McCarthy paired previously untested lower league players such as Dean Whitehead and Liam Lawrence with youth graduates from Premier League clubs such as Stephen Elliott, in complimentary contrast to experienced older heads like Gary Breen and the wily Marcus Stewart. It culminated in a promotion that even McCarthy could not have realistically predicted, and it is all documented in the wonderful end-of-season DVD review ‘Wear On Our Way’.
In this over two-hour feature, we’re treated to interviews with Big Mick, the eloquent Carl Robinson, the constantly eyebrow-raising Breen and the sparkly ear-ringed and massive-tie donning Elliott. Expertly narrated by Simon O’Rourke and featuring stellar commentary by Roger ‘Knew What He Wanted To Do And Did It’ Thames, you’ll enjoy a real narrative of the campaign, with that healthy blob of early-noughties nostalgia.
All the big hitters are here: Livestrong bands, terrible, terrible fashion, swathes of empty seats at the Stadium of Light and a whole lot of Diadora. There’s even 17 minutes on the 2003/04 campaign, inclusive of highlights such as losing to Millwall in an FA Cup semi-final, Big Mick raging at Jeff Whitley’s play-off penalty, a sultry pronunciation of Mart Poom and a lovely, definitely not nauseating, slow motion shot of Colin Healy having his leg broken in half.
The overarching theme of ‘Wear On Our Way’, is that “every man played his part” and that may be why the season is not seen in such a light other promotion seasons have. Here, Big Mick had put together a team of relative unknowns like Mark Lynch, who is introduced as “bringing Champions League experience”, and Neill Collins, who is triumphantly heralded as playing for “Dumbarton... in Scotland”.
There is an excellent balance of on-field action and interviews, using pre-match and post-match press conferences as well as in-house talking heads. The action is picked from Sky, and ITV’s shortlived ‘The Championship’, so we get to enjoy the soothing voices of Jon Champion and Clive Tyldesley describe Julio Arca smashing in the opening goal at home to Burnley.
There are also pleasing inserts marking the death of Brian Clough with archive footage of Ol’Big Head, followed immediately by The Lads bodying Nottingham Forest in front of an empty Stadium of Light, and even a sight of the last time Brighton and Hove Albion visited Wearside.
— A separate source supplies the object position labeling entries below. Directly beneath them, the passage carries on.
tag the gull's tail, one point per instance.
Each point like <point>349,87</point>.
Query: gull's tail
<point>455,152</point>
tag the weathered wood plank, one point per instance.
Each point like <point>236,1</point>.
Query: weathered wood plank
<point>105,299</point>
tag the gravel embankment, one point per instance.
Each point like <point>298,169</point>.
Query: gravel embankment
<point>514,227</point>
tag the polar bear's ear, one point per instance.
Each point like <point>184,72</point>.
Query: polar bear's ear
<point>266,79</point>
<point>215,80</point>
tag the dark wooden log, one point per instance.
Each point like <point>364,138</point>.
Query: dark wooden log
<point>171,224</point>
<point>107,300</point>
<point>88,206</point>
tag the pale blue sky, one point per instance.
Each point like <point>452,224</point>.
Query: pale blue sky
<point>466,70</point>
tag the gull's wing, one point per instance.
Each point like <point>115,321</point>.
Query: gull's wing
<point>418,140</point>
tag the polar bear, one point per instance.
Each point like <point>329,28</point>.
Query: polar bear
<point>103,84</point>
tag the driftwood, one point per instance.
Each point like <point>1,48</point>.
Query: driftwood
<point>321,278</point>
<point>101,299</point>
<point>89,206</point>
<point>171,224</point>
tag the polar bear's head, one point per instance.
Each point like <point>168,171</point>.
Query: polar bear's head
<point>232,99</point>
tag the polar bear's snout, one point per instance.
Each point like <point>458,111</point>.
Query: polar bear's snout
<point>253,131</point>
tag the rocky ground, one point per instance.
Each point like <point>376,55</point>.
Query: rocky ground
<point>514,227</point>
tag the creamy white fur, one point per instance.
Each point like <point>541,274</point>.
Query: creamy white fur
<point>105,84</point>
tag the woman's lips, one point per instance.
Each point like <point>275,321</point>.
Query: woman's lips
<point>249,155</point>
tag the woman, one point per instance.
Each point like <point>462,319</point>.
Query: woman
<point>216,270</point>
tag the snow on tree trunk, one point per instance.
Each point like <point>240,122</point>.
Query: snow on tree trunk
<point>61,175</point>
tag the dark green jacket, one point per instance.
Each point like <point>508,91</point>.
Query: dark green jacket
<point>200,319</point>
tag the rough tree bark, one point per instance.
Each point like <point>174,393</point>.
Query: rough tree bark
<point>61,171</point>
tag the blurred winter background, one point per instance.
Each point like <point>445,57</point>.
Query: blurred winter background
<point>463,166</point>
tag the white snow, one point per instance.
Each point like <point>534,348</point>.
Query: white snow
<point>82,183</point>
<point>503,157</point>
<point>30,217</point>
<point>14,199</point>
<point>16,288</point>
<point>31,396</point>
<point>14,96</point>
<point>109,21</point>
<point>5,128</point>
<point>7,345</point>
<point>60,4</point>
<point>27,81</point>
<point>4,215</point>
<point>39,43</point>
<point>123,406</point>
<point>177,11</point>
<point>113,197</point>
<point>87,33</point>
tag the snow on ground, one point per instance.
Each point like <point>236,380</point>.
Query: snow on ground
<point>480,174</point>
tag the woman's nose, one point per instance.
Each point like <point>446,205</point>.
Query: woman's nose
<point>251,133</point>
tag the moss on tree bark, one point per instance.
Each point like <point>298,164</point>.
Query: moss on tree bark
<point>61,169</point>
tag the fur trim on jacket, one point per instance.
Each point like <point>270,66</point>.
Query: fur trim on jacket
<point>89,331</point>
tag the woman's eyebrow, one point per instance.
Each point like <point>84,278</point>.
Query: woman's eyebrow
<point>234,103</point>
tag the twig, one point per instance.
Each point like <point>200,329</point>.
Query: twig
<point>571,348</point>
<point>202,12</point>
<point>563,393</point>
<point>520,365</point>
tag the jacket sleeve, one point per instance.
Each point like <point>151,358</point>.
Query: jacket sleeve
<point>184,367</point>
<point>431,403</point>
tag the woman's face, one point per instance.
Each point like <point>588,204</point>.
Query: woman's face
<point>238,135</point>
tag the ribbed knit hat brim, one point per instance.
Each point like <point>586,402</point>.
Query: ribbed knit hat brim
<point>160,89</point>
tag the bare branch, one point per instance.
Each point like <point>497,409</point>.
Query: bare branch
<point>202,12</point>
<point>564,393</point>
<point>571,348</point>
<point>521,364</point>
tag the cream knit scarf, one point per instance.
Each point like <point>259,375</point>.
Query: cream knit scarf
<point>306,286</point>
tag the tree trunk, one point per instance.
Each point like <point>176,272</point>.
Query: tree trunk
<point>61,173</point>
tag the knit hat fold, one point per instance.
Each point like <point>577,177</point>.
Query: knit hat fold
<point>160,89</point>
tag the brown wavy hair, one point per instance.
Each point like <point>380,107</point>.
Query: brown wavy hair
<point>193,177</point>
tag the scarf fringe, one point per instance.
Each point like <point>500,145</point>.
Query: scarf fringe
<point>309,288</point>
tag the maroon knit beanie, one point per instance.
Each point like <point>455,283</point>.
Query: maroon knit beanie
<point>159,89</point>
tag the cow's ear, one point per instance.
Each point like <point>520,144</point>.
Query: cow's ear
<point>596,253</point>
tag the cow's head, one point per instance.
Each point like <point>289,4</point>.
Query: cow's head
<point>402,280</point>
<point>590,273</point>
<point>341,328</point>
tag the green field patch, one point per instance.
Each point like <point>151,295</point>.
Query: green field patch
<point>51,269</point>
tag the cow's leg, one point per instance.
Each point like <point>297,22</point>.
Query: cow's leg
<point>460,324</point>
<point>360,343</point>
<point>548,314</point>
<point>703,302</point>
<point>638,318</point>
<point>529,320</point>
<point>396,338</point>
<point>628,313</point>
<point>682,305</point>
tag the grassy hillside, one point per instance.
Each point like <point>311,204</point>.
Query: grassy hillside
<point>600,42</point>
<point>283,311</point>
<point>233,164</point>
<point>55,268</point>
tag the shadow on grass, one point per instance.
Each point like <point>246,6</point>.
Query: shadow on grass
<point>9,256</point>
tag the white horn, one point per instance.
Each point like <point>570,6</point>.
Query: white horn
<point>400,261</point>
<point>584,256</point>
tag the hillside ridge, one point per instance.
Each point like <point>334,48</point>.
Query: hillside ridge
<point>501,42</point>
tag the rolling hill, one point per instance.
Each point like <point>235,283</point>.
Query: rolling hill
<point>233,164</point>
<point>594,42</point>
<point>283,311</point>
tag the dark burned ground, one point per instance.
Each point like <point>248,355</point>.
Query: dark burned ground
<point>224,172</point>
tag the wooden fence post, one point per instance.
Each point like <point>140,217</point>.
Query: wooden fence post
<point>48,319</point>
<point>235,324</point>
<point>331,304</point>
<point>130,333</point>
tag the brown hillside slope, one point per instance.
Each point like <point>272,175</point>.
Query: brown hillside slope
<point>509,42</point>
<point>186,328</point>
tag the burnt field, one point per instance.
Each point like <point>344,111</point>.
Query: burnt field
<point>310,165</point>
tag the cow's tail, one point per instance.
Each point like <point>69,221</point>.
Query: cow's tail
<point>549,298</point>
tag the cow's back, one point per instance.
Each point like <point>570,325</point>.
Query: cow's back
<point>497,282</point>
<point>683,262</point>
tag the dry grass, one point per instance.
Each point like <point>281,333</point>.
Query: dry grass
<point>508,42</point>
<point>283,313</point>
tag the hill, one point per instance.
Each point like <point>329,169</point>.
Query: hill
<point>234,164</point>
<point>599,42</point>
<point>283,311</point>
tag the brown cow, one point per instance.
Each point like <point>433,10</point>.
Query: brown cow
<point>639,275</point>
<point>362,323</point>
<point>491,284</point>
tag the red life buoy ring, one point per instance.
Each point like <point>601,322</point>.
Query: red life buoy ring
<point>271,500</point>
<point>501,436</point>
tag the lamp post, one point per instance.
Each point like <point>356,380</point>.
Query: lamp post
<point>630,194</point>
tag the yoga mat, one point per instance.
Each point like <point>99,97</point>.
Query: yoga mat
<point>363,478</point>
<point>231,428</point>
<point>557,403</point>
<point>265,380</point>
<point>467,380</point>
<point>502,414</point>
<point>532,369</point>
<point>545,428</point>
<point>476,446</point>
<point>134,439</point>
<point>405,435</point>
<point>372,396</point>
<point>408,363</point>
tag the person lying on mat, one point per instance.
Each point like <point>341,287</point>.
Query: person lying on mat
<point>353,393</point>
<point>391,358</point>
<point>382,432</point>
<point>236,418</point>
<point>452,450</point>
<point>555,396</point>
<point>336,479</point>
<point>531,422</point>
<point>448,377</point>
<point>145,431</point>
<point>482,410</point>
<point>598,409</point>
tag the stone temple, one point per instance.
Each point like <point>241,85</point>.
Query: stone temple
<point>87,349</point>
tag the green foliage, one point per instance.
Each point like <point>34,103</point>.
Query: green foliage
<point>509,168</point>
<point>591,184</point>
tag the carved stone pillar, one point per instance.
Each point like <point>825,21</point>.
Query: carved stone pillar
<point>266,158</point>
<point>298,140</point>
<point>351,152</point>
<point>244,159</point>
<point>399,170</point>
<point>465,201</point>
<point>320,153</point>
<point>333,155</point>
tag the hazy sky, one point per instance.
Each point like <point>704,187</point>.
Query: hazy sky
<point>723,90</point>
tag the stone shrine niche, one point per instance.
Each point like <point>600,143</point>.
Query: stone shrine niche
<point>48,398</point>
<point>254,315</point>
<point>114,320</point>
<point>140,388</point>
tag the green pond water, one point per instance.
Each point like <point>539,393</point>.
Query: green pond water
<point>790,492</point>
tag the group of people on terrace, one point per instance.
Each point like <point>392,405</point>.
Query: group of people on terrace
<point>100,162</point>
However, the undoubted star of the show is Big Mick himself.
From openly admitting the play-off semi-final defeat gave him an “empty, hollow feeling” during his summer holiday, openly mocking Steven Caldwell for taking and missing a penalty at Crewe, laughing after beating Millwall, to giving it the absolute big’un after an away win at Wigan and shedding tears with Marcus Stewart once promotion was secured - it’s a tour de force from a manager you definitely, desperately want to have a pint with.
The players themselves, while seemingly a placid bunch with very, very early-2000s fashion sense, do produce some massive results: the away victory at Leeds United in late-September felt as huge as it did at the time and the magic of Arca tearing the likes of QPR and Ipswich asunder needs no further qualification. You’ll also be forgiven for forgetting just how instrumental players like Chris Brown were, or just how great Sean Thornton’s free-kick - and rapping - abilities were.
Each aspect of the season is built up in the right manner and even small details such as outgoing transfers, returns of former players and even poignant dates are noted - there are even two shots of the 1973 cup final victory. You’re reminded of how inept Michael Ingham was, how magnificent the away following at Wigan was and just how much Big Mick lapped up all the applause after the open top bus parade.
While the 2004/05 campaign may not have been the most memorable in a lifetime, maybe its because it was sandwiched between two of the worst seasons the club has ever endured. ‘Wear On Our Way’ provides a wonderful look back on this unbeloved team.
It’s just an enormous shame that Mick’s final words of doing his “utmost to do well in the Premiership” are fatally foreshadowing the purchase of Jon Stead and a 15 point finish.